ジェイラボオープンワークショップ#02 準備記事「Think 『Think difficult!』 difficult!」
一次元的射影のくせに
part1は「学力」、そしてそれに大きく関連する「受験」についての例えが多く使われる。
ここでいう本質的な賢さとは抽象性を伴ったものだが、受験に太刀打ちするためであればその場しのぎの具体的な解放暗記をすることもまあ悪くない。
受験で、賢さは、測れない。
受験で測れるのは一次元的な「数」である。それは明確に上下が規定できる点数であり、賢さそのものではない。賢さという指標において純に上下関係が定義できると無自覚に思ってしまっていたとしたなら、それは受験に毒されていると言えるだろう。
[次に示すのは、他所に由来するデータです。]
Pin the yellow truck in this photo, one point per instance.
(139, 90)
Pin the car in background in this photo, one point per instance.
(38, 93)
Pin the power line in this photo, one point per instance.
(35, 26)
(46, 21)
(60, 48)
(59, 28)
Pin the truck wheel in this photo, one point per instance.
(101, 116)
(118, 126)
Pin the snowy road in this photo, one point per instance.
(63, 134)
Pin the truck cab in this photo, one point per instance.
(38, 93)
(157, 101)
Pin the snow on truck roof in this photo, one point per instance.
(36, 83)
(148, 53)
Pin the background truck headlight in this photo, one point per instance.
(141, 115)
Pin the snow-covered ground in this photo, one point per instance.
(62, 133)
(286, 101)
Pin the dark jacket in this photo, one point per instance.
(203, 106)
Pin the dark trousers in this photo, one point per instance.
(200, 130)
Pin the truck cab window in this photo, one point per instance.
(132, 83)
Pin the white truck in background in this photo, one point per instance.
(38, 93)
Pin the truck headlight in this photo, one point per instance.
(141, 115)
(今回は範囲外だが)Feel differentシリーズでは「資本」「金融」の話も多々触れられる。
お金で、人間は、測れない。
お金とは一次元的な「数」である。それは通貨単位で明確に上下が規定できるものであり、人間そのものではない。人間を捉える際に真っ先に年収が思い当たるのだとしたら、それはそのお金の軸に支配されているからに他ならない。
また、「SNS」の話もよく引き合いに出される。
SNSは、体験を、与えない。
SNSで並べられるのは一次元的な文字の配列である。先ほどまでとは違い、ただの数による上下(文字数の大小)で測られるわけではないため質的評価が入る余地はあるものの、所詮140字(今はそれ以上打てるとかそういう話ではない)である。そこに知的構造物は建てられない。人に体験を与えられるはずもない。
まずそこを自覚することだ。点数、お金、短文はあまりにも含む情報が少なすぎる。少なくとも、そこからその背後にある膨大な背景を予想して復元することは不可能である。射影は、可逆では、ない。
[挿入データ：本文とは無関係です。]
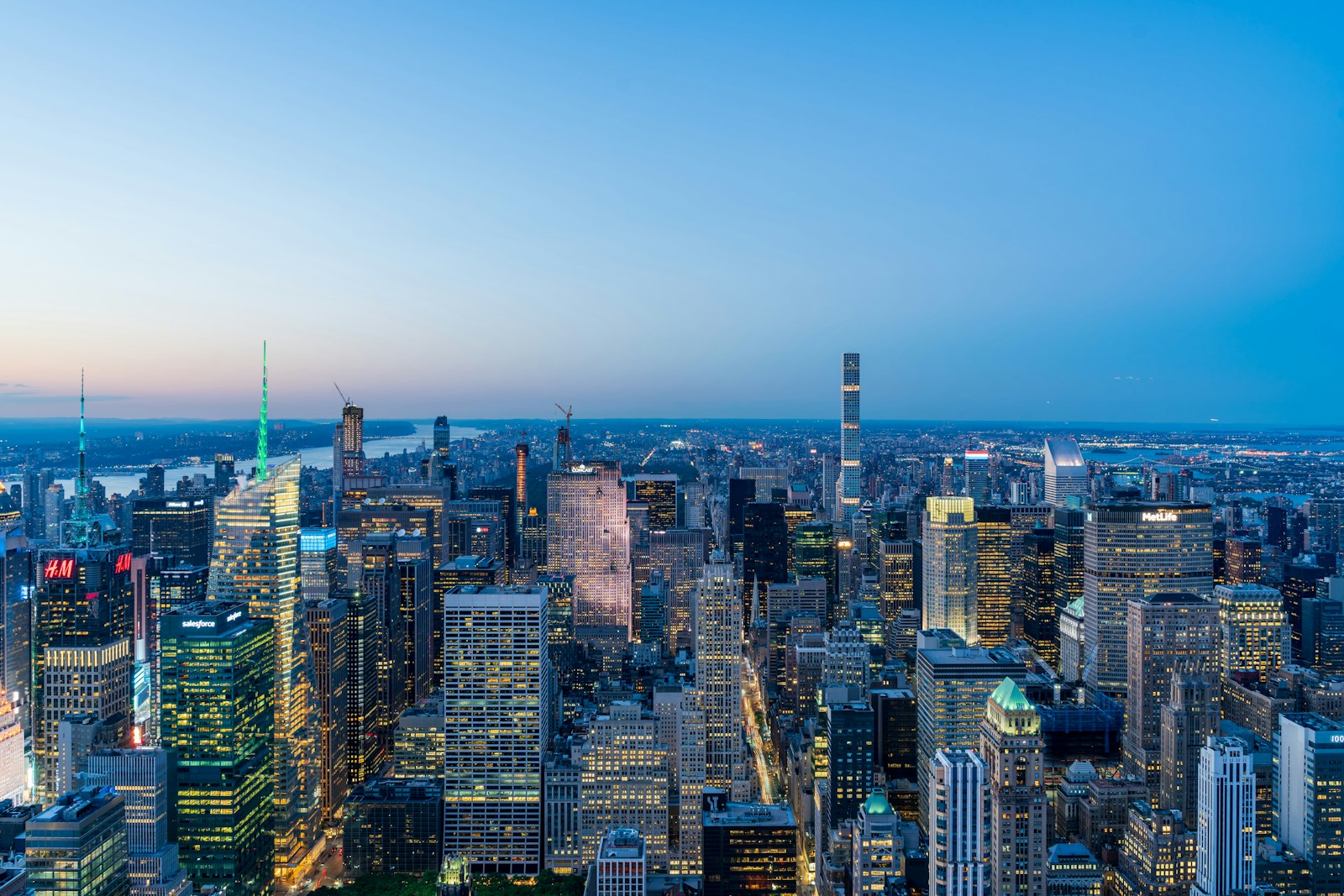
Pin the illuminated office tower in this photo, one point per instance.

しかし、言語にだけは、点数やお金ではないものが生まれる余地がある。情報の配列を緻密に(結果膨大に)組み上げることにより、高次の知的構造物を生むことができる。一次元的射影なので言語化した時点で大量の情報を捨てているのだが、その先にはそれを現実の束縛から逃れて組み合わせることができる自由がある。依然として射影は可逆ではないのだが、射影した先で組み上げられる建造物は、射影前の段階では、文字通り、考えられなかったものとして我々に入力される。可逆でないからこその創造性がここにはある。考えることは入力と出力のサイクルを回すことである。
思想家として
哲学者:内発的に言語的な問いが湧き上がって仕方がない人
思想家:哲学者ではないけど、哲学者を含む人間全体に資するため、他人の言語的運用を頑張ってなぞる人
として話を進める。
初めて一連の「Think difficult!」シリーズを読んだときの感想は、「哲学者ではないことへの落胆」であった。それなりに賢いと自認していたし、途中までは所長に「共感」したつもりで文章を読んでいたところ、「次々と言語的な問いが頭に湧き上がってこない人」として急に距離を取られてしまったのだ。
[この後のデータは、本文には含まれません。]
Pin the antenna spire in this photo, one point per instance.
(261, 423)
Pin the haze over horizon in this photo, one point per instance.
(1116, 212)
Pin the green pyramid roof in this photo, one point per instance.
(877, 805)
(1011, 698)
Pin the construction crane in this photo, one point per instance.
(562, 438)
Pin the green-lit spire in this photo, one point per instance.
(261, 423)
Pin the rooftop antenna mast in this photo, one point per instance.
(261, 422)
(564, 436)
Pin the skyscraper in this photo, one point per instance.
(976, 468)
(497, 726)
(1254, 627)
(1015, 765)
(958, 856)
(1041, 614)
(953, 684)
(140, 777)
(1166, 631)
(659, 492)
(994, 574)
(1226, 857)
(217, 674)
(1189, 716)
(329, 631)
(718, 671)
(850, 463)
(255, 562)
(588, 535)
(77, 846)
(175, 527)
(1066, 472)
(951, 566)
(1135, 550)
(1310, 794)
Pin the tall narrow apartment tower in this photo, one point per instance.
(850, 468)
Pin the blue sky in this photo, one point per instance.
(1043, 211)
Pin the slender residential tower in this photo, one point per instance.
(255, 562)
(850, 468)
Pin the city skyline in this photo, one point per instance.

「そのような狂気に取り憑かれた自分だったら良いのに」と思うこの浅すぎる感想こそが、狂気に取り憑かれていないことの簡潔な証明であり、4年が経った今、ようやく思想家である私のことを受け入れることができ始めた。
身の丈を自覚し、その上で身の丈に合わない思考をすること。その第一歩にようやく立てたという感覚だ。
しかし、それは個人のためではなく人間全体のためだと所長は言う。私にとってはまだ、自分を考えることと人間全体を考えることが同値ではない。娯楽として思想に耽る今の段階から果たして抜け出せるのか。その答えが哲学者(と予想される方達)とのWSで見つけられるのか。楽しみである。